Poe, John jdpo223 at g.uky.edu
Sat Feb 4 19:23:57 CET 2017


Wow, that's a lot of random effects parameters to deal with.

You could use likelihood ratio tests to decide which nouns aren't having an
impact on model fit but with cross classified levels the order in which you
do the tests can matter if the nouns are correlated.

There are three basic ways to go about it when you have a lot of parameters.

 1) You can add a random effect and use an LR test against a model without
any other random intercepts and cycle your way through all of the groups.
This is a problem if groups are correlated because two random effects might
essentially be collinear so the test can be too generous with cross
classified random effects tested one at a time. It will provide you a
decent way to thin your initial list because it's the most conservative way
you can test impact on model fit of these three approaches. A random effect
shouldn't be rejected from this version of the test and show an impact on
the next version unless something is seriously wrong with your data, model,
or estimator.

2) you can use a leave one out approach where you fit every random
intercept except one and compare it to a full model with all random
intercepts using an LR test. Then cycle through the list like a jackknife.
My guess is you'll have problems with this because of the number of
parameters you have.  Try version 1 first to toss out random effects that
dont matter and then use this approach to test the remainders.

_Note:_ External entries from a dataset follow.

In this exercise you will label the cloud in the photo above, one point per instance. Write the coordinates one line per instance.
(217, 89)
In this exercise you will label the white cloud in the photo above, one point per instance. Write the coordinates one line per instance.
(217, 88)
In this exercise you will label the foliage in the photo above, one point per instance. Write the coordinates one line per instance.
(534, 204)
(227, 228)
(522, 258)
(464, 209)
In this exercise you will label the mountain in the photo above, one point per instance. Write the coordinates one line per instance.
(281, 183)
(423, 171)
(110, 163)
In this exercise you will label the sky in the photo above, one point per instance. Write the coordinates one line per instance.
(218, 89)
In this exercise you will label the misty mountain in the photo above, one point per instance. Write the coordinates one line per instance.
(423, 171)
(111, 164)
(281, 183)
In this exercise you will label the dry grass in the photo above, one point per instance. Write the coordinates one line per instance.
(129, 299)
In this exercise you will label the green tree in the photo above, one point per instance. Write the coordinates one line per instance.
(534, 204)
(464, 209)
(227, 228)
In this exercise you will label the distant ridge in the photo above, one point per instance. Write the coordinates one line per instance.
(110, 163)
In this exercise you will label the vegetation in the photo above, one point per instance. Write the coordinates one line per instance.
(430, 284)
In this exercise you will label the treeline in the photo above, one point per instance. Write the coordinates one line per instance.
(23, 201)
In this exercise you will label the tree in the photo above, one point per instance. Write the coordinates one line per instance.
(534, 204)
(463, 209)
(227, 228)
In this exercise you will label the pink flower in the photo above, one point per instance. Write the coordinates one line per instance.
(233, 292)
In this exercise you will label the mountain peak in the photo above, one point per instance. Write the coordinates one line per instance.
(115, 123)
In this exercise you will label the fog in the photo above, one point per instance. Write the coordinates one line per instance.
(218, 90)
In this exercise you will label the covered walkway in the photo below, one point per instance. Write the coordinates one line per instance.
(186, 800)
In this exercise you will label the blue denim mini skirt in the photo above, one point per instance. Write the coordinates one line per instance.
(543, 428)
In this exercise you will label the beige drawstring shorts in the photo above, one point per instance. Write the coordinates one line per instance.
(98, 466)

Maybe you
can do some version of factor analysis to reduce the number of dimensions
in the model if you still have too many.  If nouns are correlated then just
combine them into factor loadings and do random effects with those
aggregations.

3) you can cycle through all possible combinations of random effects and do
bayesian model averaging to figure out what percentage of the possible
models a noun matters according to some model fit statistic. You can also
combine this version with version 1 or with factor analysis to do an
initial reduction in parameters and make estimation more manageable.

As a general caution you should be very certain that your random effects
approximations are accurate in this case. I'm guessing you're using some
variant of MCMC because gauss quadrature would fail miserably if it had to
estimate that many random effects. If you're trying to use PQL or a Laplace
approximation here then you are very likely to have problems with accuracy
which will bias the LR tests toward no effect. This will be more likely to
happen if your nouns are correlated because the omitted levels in version 1
will cause distortions from normality in the shape of the random effects
parameters you leave in the model.

Hope that makes sense.  I'm typing it out on my phone.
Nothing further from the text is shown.